Hewlett Packard Enterprise Provides Spinoff Details, '17 View

 | Oct 18, 2016 09:50PM ET

Hewlett Packard Enterprise Co. (NYSE:HPE) , in its recent Securities Analyst Meeting, discussed details about the previously announced spinoff of its Enterprise Services (ES) and software business. Moreover, the company provided its fiscal 2017 outlook while reaffirming the fiscal 2016 guidance.

The Split

In September, the company announced its decision to spin off its software business and merge the same with British software firm, Micro Focus International Plc, in a cash-stock deal worth $8.8 billion.

The transaction, which is subject to some regulatory approvals, is anticipated to be tax free for Hewlett Packard Enterprise. Per the agreement, the company will receive $2.5 billion in cash and a 50.1% stake in the merged entity, currently estimated to be valued at $6.3 billion.

Earlier in May, Hewlett Packard Enterprise had announced the spin-off its struggling IT services segment – Enterprise Services – and entered into an agreement to merge the same with Computer Sciences Corporation (NYSE:CSC). The transaction, which is scheduled to close in Mar 2017, will deliver approximately $8.5 billion to the company’s shareholders on an after-tax basis. This includes $4.5 billion in the form of equity in the combined company, $1.5 billion in cash dividend and $2.5 billion of debt assumption.

HPE’s 2017 Projections

The company provided full year 2017 outlook in three parts, taking into account the spin off-merger of its ES and Software business with Computer Sciences and Micro Focus, respectively.

Hewlett Packard Enterprise expects combined non-GAAP earnings (including contribution from ES and Software business) for full year 2017 in the range of $2.00 to $2.10 per share. Revenues for the same period are expected to be flat to down 1%. Free cash flow is projected to be roughly $3.6 billion to $3.6 billion for full year 2017.

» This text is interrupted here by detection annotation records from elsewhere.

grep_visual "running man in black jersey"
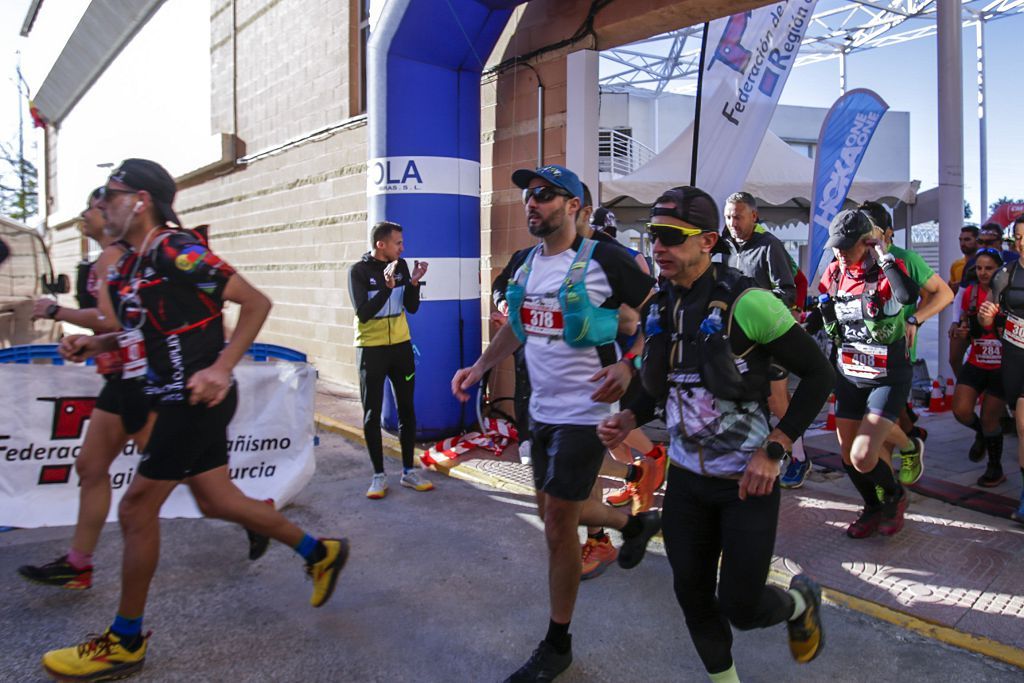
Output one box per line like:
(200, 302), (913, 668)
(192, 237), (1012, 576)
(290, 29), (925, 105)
(598, 186), (834, 683)
(43, 159), (348, 681)
(17, 187), (269, 590)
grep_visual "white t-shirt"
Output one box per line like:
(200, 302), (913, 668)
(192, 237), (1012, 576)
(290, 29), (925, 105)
(513, 240), (653, 425)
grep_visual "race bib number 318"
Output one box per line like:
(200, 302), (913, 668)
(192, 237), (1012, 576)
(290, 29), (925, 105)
(521, 301), (562, 337)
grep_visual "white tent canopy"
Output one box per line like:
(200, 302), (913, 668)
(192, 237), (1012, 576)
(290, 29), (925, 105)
(601, 124), (921, 205)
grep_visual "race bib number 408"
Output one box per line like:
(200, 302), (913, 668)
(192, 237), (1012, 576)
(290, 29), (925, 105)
(840, 343), (889, 380)
(521, 301), (562, 337)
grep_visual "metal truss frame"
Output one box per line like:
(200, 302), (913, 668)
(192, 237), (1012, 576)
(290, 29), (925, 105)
(600, 0), (1024, 96)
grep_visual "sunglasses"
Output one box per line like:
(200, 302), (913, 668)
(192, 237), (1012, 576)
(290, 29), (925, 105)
(647, 223), (703, 247)
(99, 185), (138, 201)
(522, 185), (572, 204)
(974, 247), (1002, 263)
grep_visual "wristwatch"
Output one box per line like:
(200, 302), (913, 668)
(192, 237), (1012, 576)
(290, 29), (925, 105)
(764, 441), (791, 463)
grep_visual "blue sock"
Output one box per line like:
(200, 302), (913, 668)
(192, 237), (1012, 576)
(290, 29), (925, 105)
(111, 614), (142, 640)
(295, 533), (318, 562)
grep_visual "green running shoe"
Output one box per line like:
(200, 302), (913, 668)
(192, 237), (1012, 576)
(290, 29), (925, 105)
(899, 437), (925, 486)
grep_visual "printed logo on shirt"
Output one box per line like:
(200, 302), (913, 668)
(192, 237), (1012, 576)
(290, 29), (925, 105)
(174, 245), (208, 272)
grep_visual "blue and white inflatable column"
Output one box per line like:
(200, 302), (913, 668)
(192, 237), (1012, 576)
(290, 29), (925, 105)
(367, 0), (521, 439)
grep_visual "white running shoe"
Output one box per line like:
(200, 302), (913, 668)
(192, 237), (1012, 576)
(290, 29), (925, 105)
(367, 472), (387, 501)
(401, 470), (434, 490)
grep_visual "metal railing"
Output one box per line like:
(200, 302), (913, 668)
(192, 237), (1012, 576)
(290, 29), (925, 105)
(597, 128), (656, 178)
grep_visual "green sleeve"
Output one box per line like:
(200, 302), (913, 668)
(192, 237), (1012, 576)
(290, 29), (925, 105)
(732, 290), (797, 344)
(889, 248), (935, 287)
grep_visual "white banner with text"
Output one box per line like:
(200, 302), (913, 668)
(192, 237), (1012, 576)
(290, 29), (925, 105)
(0, 360), (316, 527)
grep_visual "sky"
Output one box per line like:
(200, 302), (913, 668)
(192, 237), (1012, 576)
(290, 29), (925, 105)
(0, 0), (1024, 227)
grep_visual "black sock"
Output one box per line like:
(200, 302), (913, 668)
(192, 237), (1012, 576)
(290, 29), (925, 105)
(620, 515), (643, 539)
(843, 465), (881, 508)
(306, 541), (327, 564)
(864, 460), (902, 498)
(544, 620), (572, 654)
(985, 431), (1002, 465)
(968, 413), (981, 437)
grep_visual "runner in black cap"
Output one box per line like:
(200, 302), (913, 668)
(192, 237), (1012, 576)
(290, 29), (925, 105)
(452, 165), (660, 683)
(17, 186), (269, 590)
(43, 159), (348, 681)
(598, 186), (833, 683)
(818, 211), (920, 539)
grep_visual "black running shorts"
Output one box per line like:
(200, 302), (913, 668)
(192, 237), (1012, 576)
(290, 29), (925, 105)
(956, 362), (1002, 398)
(530, 422), (604, 501)
(96, 375), (151, 434)
(836, 373), (910, 422)
(138, 386), (239, 481)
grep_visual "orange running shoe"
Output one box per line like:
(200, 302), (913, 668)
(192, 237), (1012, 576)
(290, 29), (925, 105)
(604, 481), (637, 508)
(633, 445), (669, 515)
(580, 535), (618, 581)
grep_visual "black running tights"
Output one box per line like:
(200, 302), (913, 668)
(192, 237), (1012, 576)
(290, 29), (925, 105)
(355, 342), (416, 474)
(663, 465), (794, 674)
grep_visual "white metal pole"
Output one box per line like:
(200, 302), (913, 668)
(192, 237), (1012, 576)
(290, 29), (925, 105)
(839, 50), (846, 97)
(975, 16), (988, 221)
(932, 0), (964, 377)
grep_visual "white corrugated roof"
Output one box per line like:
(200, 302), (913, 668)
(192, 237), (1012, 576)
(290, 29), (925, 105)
(35, 0), (165, 126)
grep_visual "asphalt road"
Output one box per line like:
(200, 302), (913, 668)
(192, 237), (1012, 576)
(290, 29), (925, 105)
(0, 434), (1021, 683)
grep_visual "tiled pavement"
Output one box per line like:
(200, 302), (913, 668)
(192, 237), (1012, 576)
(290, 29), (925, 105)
(316, 376), (1024, 666)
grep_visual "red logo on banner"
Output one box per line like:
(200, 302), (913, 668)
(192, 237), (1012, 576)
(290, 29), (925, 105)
(39, 465), (72, 485)
(39, 396), (96, 440)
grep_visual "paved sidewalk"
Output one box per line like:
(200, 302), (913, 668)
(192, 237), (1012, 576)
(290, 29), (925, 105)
(316, 383), (1024, 668)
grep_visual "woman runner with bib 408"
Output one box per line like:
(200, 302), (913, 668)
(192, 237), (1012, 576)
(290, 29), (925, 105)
(818, 211), (919, 539)
(953, 247), (1007, 488)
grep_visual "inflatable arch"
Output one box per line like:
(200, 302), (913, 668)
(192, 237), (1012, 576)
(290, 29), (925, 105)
(367, 0), (522, 439)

The company provided its non-GAAP earnings guidance (which included partial year contributionsfrom ES and Software business) for full year 2017 in the range of $1.45 to $1.55 per share. Free cash flow is projected to be negative $1.8 billion for full year 2017, mainly due to pension funding payment. The company however anticipates returning $3 billion in fiscal 2017 and anticipates net operating cash balance to be roughly $8 billion.

The company also provided its non-GAAP earnings guidance for full year 2017 on completion of the ESand Software deals (excludingthe contributions from both ES and Software business). Non-GAAP EPS is expected to be in the range of $1.25 to $1.35. Revenues for the same period is expected to grow modestly. Free cash flow is projected to be approximately $2.1 to 2.4 billion for full year 2017.

Fiscal 2016 Outlook Reaffirmed

Hewlett Packard Enterprise reiterated its fiscal 2016 outlook. The company continues to expects non-GAAP earnings per share to be $1.90–$1.95 (mid-point: $1.925). The Zacks Consensus Estimate is pegged lower at $1.88. Revenues for the same period are expected to increase in a range of 1% to 2%.

The company continues to anticipate returning $3 billion in fiscal 2016 and expects to deliver free cash flow of $1.7 to $1.9 billion in 2016.